Rocks Off Checks Out Corpus Christi
Photos by Craig Hlavaty
This past weekend, Rocks Off took a respite from sweltering H-Town to visit family in our equallly sweltering, ball-sweat-inducing neighbor to the south. Corpus Christi is rather small compared the teeming ant farm we have here, topping just over a quarter of a million beachified and sunburned folks. Rocks Off has been coming to "The Sparkling City by the Sea" to visit his grandparents and burn layers off his skin since he was born. Over the past decade or so, Corpus has grown into one hell of a rock and roll town. Turnout for live music is massive across all genres and booze is cheap. The city has a good dozen tattoo shops that are nationally acclaimed for their artwork, with appointments hard to come by. It's actually quite a metal town, with Motorhead and Pantera stickers on the back of cars almost as ubiquitous as McCain/Palin tags are in Houston's suburbs. Plus, any town this close to a beach is sure to invite debauchery on the scale of an '80s sex comedy.
The city boasts two amazing record stores located in disparate parts of the city.

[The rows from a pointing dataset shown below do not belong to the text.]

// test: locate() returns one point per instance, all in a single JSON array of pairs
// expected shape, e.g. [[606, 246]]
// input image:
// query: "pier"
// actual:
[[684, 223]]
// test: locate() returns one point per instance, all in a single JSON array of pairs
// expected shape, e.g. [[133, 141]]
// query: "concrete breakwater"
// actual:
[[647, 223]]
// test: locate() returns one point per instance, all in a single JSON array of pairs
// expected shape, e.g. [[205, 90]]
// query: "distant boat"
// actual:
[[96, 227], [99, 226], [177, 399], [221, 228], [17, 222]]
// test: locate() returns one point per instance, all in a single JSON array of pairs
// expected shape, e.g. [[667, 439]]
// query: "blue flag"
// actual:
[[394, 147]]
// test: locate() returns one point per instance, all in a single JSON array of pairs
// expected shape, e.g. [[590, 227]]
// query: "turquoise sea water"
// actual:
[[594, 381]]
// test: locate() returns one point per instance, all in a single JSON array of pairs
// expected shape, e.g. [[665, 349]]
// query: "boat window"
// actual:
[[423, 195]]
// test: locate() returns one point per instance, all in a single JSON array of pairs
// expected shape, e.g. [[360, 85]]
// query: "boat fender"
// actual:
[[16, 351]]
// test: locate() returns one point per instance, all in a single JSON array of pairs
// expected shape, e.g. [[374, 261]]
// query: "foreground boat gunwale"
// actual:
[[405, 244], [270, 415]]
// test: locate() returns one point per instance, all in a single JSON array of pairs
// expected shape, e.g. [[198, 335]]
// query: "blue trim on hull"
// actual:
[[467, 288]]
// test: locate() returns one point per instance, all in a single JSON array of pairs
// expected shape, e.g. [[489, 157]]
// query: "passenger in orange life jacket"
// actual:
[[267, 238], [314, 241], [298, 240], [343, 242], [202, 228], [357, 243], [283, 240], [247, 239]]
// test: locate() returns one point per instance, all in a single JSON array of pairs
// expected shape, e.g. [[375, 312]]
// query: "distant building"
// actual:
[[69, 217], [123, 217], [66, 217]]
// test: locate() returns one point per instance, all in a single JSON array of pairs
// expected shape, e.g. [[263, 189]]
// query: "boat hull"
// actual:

Disc Go Round sports a ridiculous amount of punk rock and heavy-metal vinyl. We spent a good hour sifting through Circle Jerks and obscure Black Flag bootlegs, not to mention the treasure trove of Iron Maiden wax that seemed to be taunting us to take it home. The store has been stocking new and used vinyl since early 2008, when it hosted Corpus' first installment of the national Record Store Day. The store carries an item imported from Japan called a Sound Wagon, a small toy VW bus with a needle on the bottom and a speaker inside. When it's placed onto a vinyl record, it actually plays what's in the grooves. When we saw it in action on Saturday, we felt a hot nerd rush flow over us.
DGR hosts live music inside the store from local and touring bands, along with beer and alcohol refreshments. According to an employee we spoke with on Saturday, the recent in-store set by reggae-punkers Supervillains went way too well and the band and audience got almost too drunk to make their show later that night. Across town, Texas country and roots-rock is alive and well at Surf Club Records. The store is attached to the Executive Surf Club, which routinely books acts such as Bob Schneider and Max Stalling. Stocking pretty every artist that has graced the ears of discerning Texas music fanatics, the store also is home to a small surf museum. The South Texas Music Walk of Fame right outside the store is not to be missed, with Doug Sahm, Zakary Thaks and local legend Freddy Fender holding down stars on the sidewalks surrounding the club. Just this year, Corpus native Jim Heath, aka the Rev. Horton Heat, received his own star.
Corpus also has its own alternative newspaper, The Vent, published twice a month. The content swings more towards a dumbed-down version of The Onion (sample headline: "Local Lawn's Health Downgraded"), with record and scene reviews scattered throughout. The paper is indispensable when it comes to local music listings, covering shows from the House of Rock and Revolution. The bi-weekly paper has major competition from thecrushgirls.com, an entertainment Web site whose stated goal is "to promote a positive attitude towards Corpus Christi" and with a rotating group of bikini-clad female street team members, that's probably not been a problem.